BITCOIN GELD OHNE STAAT von Aaron Koenig* ist eines dieser vielen Bücher, die zum Thema Kryptowährungen in den letzten Jahren entstanden sind. Dementsprechend skeptisch bin ich offen gestanden an dieses neue Genre herangetreten. Zumal der Autor auch nicht nur dieses, sondern eine ganze Reihe weiterer Bücher in einem recht kurzen Zeitfenster geschrieben hat. Das ist in den meisten Fällen ein Warnindikator. / Anzeige
Am Inhalt dieses Buches hat mich allerdings sofort der Bezug zur Wiener Schule der Volkswirtschaften interessiert. Es handelt schlichtweg nicht platt vom Hype um die Kryptowährungen und vermittelt diesbezüglich keine Investmentstrategien, sondern betrachtet Bitcoin aus volkswirtschaftlicher Sicht.
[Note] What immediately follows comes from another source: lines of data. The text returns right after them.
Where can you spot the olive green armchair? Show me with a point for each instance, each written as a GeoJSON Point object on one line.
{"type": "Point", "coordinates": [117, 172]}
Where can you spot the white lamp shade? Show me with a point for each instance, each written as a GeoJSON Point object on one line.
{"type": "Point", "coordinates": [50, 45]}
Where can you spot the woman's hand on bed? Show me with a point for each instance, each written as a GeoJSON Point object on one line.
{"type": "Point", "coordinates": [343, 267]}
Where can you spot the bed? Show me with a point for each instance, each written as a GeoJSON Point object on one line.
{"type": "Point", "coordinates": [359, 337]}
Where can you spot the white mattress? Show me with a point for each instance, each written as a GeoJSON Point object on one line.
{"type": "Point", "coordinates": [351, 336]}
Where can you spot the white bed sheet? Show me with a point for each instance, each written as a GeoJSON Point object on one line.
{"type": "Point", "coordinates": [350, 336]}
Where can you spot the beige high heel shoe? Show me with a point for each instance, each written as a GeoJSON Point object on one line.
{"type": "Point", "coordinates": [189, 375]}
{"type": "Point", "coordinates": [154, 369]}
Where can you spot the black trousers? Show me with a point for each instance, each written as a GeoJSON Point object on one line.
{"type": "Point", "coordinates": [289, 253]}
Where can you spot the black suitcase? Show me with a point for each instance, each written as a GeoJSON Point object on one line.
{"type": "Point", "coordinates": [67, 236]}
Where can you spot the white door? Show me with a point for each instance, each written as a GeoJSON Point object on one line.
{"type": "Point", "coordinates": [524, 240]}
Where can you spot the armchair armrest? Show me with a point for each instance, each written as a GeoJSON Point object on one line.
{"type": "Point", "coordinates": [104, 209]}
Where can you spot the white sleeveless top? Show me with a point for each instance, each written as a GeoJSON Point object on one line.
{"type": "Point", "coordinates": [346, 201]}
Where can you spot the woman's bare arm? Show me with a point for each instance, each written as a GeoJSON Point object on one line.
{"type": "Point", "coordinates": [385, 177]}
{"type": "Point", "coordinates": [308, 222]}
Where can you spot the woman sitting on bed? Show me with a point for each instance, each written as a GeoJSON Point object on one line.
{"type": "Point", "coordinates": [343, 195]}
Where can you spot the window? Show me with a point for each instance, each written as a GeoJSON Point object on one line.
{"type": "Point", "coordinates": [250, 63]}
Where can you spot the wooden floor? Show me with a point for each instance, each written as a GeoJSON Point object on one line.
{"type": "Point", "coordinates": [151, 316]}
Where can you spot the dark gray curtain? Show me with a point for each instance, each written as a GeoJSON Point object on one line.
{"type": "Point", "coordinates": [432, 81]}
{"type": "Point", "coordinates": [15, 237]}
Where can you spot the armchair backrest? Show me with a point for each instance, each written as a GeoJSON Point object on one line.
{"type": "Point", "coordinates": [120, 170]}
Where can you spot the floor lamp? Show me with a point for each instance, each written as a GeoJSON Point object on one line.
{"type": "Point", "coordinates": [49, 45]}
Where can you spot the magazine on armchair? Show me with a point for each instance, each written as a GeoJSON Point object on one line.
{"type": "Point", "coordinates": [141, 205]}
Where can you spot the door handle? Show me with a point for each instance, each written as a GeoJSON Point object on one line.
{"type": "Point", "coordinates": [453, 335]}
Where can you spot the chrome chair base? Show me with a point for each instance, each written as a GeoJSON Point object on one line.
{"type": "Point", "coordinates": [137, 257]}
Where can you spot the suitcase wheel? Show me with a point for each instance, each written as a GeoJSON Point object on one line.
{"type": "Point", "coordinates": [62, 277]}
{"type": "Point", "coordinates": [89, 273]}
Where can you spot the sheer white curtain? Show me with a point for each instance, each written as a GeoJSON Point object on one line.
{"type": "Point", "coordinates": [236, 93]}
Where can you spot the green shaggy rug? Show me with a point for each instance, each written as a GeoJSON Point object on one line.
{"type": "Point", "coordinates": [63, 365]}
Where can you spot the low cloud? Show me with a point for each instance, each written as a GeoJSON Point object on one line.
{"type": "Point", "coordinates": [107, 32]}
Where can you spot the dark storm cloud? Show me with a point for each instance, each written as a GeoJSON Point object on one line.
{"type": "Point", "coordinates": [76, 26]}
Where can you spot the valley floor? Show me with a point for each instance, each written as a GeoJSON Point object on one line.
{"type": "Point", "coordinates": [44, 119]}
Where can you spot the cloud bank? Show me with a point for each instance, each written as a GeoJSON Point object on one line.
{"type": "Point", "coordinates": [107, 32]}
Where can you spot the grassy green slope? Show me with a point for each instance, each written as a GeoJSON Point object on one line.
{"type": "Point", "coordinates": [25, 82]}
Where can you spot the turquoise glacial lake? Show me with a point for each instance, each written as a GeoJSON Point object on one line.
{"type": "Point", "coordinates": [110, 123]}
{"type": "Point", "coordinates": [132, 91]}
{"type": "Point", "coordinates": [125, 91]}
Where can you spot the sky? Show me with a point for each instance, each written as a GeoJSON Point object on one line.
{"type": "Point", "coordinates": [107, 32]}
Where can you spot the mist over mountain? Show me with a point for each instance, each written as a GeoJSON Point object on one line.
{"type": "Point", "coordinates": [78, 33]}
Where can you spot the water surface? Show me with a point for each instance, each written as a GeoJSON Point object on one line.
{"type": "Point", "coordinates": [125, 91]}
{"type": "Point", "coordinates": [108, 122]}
Seit einigen Jahren liebäugle ich bereits mit der Wiener Schule, die das staatliche Geldmonopol in Frage stellt und die Auswirkungen von Geldmengenausweitung besser und vor allem vollumfänglicher beschreibt als jede andere Lehre. Die Vordenker dieses Ansatzes wie Friedrich August von Hayek, Ludwig von Mises oder Murray Rothbard kritisierten die Folgen des „Geldsozialsmus“ und forderten eine freie Marktwirtschaft ohne Staatseingriffe. Mit Bitcoin und Co. Werden ihre Forderungen heute Realität und die zugrunde liegende Blockchain-Technologie eröffnet noch viele weitere Möglichkeiten.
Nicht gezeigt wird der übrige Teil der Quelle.